Next-Generation Fellows 2024

Jonathan Alfson is an assistant professor of Physics at Bushnell University. He completed his Ph.D. at Oregon State University studying physics education. He earned a B.S. in Physics and a B.A. in Mathematics from Arizona State University. His research interests are focused on how students think and learn using different representations, with a particular attention to the coordination of multiple external representations. Jonathan has previously volunteered as an advocate for children in foster care and for fellow graduate employees at Oregon State University. He looks forward to applying his advocacy and physics education skills to the issue of nuclear weapons.

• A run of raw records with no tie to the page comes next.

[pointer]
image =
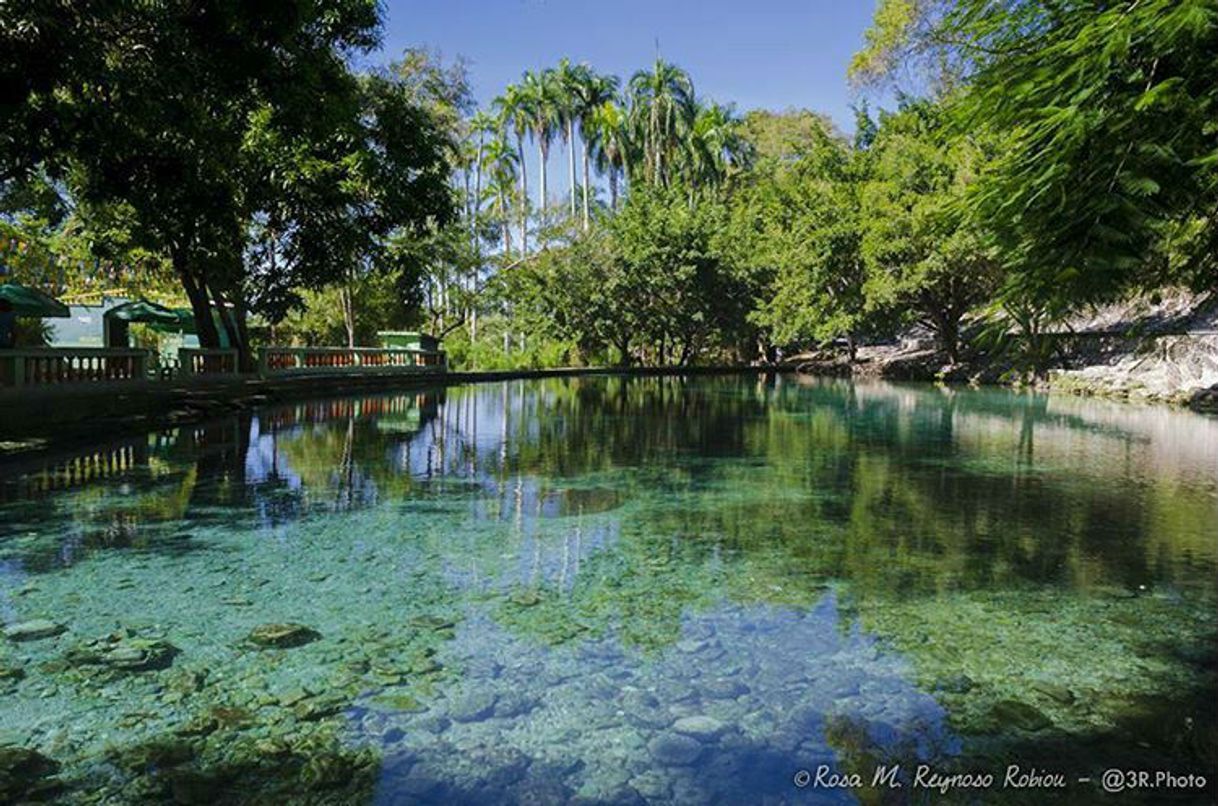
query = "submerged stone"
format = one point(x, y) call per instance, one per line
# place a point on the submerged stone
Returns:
point(283, 636)
point(122, 653)
point(327, 772)
point(674, 749)
point(1020, 715)
point(154, 754)
point(23, 772)
point(1056, 693)
point(473, 707)
point(700, 727)
point(432, 622)
point(33, 630)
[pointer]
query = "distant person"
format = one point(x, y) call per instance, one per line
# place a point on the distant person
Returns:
point(7, 325)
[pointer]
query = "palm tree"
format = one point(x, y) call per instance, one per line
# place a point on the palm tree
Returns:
point(607, 130)
point(718, 146)
point(569, 79)
point(661, 102)
point(542, 104)
point(501, 166)
point(593, 91)
point(513, 113)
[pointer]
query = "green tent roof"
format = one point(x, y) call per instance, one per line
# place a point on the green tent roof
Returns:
point(146, 312)
point(32, 302)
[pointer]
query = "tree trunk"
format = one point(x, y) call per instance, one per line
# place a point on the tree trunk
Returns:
point(205, 326)
point(543, 154)
point(348, 314)
point(229, 323)
point(570, 158)
point(524, 196)
point(586, 185)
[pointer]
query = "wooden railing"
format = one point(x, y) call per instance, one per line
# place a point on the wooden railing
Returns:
point(195, 360)
point(285, 360)
point(70, 365)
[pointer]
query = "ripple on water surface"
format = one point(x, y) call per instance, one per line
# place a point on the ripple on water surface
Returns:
point(661, 589)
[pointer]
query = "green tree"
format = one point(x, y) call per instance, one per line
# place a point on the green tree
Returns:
point(797, 235)
point(661, 106)
point(923, 255)
point(1104, 116)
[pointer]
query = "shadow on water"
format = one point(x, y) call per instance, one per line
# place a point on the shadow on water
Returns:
point(523, 588)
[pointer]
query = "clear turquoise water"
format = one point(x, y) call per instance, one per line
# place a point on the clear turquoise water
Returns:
point(661, 589)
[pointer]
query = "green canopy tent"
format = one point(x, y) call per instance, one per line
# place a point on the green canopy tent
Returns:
point(186, 324)
point(116, 320)
point(18, 300)
point(24, 301)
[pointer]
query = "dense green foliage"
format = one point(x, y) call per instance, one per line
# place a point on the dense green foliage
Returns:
point(1041, 157)
point(232, 140)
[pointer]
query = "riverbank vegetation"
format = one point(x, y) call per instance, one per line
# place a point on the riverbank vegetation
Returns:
point(1038, 160)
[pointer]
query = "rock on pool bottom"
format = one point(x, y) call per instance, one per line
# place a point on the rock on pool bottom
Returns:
point(608, 591)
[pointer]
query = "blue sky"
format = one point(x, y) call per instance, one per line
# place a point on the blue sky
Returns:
point(755, 54)
point(767, 54)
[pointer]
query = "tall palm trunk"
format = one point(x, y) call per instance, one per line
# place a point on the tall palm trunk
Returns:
point(524, 194)
point(587, 158)
point(507, 227)
point(543, 155)
point(473, 231)
point(570, 160)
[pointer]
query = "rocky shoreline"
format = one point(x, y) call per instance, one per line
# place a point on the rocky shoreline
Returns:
point(1152, 351)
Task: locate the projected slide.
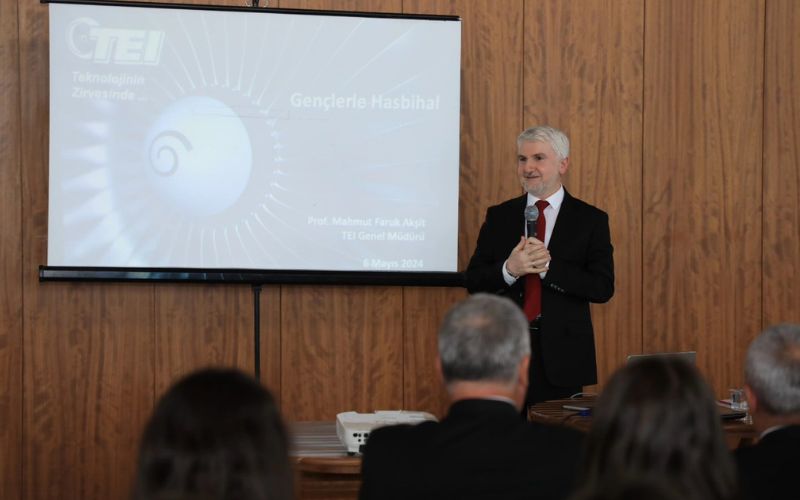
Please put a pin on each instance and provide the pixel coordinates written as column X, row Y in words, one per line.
column 233, row 139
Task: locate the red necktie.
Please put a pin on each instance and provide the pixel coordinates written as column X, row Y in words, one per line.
column 533, row 283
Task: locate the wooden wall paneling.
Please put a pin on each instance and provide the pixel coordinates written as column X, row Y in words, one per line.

Denisse Cordova Carrizales will be starting a Ph.D. at MIT’s Nuclear Science and Engineering Department this fall to conduct experimental research on extreme materials for energy applications. She graduated from Harvard College with a B.A. in physics with honors, and while at Harvard, she did experimental condensed matter research with Prof. Julia Mundy. Aside from her research at Harvard, she has worked at the Princeton Plasma Physics Laboratory on computational plasma thruster models, at Commonwealth Fusion Systems researching fusion device engineering, and at the Etscorn Observatory calculating the path of a near-Earth asteroid. Denisse is dedicated to diversity and inclusion in physics, founding Primus in Physics at Harvard—an affinity group for low-income, first-generation college students studying physics. Outside of physics, Denisse enjoys learning about public utility regulation, Chicano history, and energy justice. 

Pranav Nalamwar is a 3rd year Ph.D. student at the University of Notre Dame studying Nuclear Astrophysics. He received B.S. degrees in Physics and Astrophysics from Michigan State University. His thesis focuses on the origin of the universe’s heavy elements, both by studying the nuclear physics properties of heavy nuclei and studying dynamical systems via simulations. Beyond his work, Pranav actively engages in community outreach, teaching the public of all ages about general astronomy, nuclear physics, and science policy. Pranav has given a variety of public talks in planetariums, schools, and libraries. He is concerned with how scientists can better inform the public about the implications of global affairs and garner public interest in science for the future. 

Eli Sanchez is a Ph.D. candidate in the Nuclear Science and Engineering department at the Massachusetts Institute of Technology. His research examines the implications of hypersonic boost-glide weapons for global security. He received a Bachelor’s of Science in Chemistry from the University of Texas at Dallas and interned at Oak Ridge National Laboratory for a year prior to beginning his Ph.D. In the early stages of his graduate studies, he became interested in nuclear risk reduction and hopes to promote responsible and judicious nuclear weapons policies through his career.